Poisson Hail on a Wireless Ground
François Baccelli, Ke Feng, Sergey Foss
TL;DR
The paper studies a spatial queuing model for wireless systems where arrivals carry exclusion footprints and service rates depend on interference, captured by the Poisson hail on a wireless ground (PHWG). It develops a Markov representation on the space of counting measures and identifies a stability threshold: there exists a critical arrival rate $\lambda_c$ such that the system is positive recurrent for $\lambda<\lambda_c$ and transient for $\lambda>\lambda_c$, with a constructive method to estimate $\lambda_c$. A key insight is that carrier sensing and exclusion can stabilize systems that would be unstable under greedy, immediate access, and simulations reveal an optimal exclusion radius $R^*$ in some regimes.

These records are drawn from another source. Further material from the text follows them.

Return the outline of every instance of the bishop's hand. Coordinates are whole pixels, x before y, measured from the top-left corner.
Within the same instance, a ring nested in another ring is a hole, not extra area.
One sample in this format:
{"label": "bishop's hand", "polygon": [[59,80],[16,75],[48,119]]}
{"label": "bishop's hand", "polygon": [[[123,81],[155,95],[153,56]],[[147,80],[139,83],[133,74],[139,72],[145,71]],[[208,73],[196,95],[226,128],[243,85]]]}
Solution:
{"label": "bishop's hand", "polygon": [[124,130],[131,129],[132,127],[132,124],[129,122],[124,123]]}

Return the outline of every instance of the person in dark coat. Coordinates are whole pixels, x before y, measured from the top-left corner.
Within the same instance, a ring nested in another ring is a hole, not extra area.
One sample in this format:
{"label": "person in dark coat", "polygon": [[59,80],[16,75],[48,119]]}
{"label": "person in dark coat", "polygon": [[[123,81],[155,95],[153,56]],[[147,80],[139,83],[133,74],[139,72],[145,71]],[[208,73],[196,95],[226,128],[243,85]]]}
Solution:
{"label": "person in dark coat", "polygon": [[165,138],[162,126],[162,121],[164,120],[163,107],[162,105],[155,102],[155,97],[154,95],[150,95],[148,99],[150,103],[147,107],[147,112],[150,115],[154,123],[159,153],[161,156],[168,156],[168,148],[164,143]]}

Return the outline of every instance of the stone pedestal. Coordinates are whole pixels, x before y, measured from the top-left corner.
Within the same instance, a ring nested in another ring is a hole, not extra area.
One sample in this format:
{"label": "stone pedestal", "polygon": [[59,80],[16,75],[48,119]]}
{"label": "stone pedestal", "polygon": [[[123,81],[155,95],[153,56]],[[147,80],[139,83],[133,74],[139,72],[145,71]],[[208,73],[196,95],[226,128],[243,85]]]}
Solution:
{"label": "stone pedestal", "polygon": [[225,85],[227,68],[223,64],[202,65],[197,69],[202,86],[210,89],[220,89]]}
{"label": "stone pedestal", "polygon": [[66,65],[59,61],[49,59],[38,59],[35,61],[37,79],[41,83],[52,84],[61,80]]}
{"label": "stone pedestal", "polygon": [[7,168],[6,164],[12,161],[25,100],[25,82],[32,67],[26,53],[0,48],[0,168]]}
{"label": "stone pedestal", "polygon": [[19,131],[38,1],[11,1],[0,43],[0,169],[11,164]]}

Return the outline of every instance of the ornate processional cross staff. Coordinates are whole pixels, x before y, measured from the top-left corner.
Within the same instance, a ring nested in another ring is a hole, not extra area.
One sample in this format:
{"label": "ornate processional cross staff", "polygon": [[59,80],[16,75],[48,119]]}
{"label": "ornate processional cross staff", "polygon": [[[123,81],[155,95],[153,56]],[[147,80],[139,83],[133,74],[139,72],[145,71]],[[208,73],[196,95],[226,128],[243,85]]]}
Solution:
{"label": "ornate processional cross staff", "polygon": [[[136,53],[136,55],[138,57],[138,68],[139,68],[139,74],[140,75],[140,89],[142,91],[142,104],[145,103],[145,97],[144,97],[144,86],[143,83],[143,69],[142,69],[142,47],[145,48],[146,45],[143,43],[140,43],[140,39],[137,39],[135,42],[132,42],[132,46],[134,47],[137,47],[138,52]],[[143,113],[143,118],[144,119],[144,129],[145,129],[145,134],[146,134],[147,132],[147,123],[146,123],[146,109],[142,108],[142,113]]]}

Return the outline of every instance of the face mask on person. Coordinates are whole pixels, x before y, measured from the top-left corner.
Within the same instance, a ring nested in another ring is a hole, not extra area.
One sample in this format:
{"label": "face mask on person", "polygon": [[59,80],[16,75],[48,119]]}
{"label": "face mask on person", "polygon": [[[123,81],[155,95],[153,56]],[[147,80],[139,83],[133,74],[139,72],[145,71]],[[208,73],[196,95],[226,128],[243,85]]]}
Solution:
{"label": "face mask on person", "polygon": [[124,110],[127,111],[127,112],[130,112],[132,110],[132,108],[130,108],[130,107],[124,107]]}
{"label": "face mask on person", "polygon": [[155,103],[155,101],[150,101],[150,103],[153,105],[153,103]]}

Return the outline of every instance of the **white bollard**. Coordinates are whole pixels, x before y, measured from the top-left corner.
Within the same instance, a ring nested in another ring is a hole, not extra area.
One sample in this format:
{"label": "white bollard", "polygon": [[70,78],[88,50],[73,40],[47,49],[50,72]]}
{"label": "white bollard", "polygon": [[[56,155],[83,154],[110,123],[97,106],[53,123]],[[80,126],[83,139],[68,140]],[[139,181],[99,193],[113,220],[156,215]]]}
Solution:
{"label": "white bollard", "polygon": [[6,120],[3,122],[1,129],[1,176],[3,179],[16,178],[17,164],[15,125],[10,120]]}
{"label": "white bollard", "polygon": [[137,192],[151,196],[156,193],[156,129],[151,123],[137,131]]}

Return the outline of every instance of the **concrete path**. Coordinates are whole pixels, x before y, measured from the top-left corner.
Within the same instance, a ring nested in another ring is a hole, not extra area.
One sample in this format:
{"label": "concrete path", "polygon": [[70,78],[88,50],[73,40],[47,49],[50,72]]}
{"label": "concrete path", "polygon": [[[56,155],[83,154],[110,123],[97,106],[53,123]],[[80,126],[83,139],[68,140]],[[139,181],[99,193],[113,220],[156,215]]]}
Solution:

The analysis hinges on block decomposition via zigzag events, reduction to a Lindley-type recurrence for block waiting times, and regenerative arguments, with extensions to spatial interaction birth-death processes and discussions of practical CSMA/CA implications. The results provide quantitative guidelines for designing shared wireless protocols that balance protection zones and throughput to achieve finite delays in steady state.
Abstract
This paper defines a new model which incorporates three key ingredients of a large class of wireless communication systems: (1) spatial interactions through interference, (2) dynamics of the queueing type, with users joining and leaving, and (3) carrier sensing and collision avoidance as used in, e.g., WiFi. In systems using (3), rather than directly accessing the shared resources upon arrival, a customer is considerate and waits to access them until nearby users in service have left. This new model can be seen as a missing piece of a larger puzzle that contains such dynamics as spatial birth-and-death processes, the Poisson-Hail model, and wireless dynamics as key other pieces. It is shown that, under natural assumptions, this model can be represented as a Markov process on the space of counting measures. The main results are then two-fold. The first is on the shape of the stability region and, more precisely, on the characterization of the critical value of the arrival rate that separates stability from instability. The second is of a more qualitative or perhaps even ethical nature. There is evidence that for natural values of the system parameters, the implementation of sensing and collision avoidance stabilizes a system that would be unstable if immediate access to the shared resources would be granted. In other words, for these parameters, renouncing greedy access makes sharing sustainable, whereas indulging in greedy access kills the system.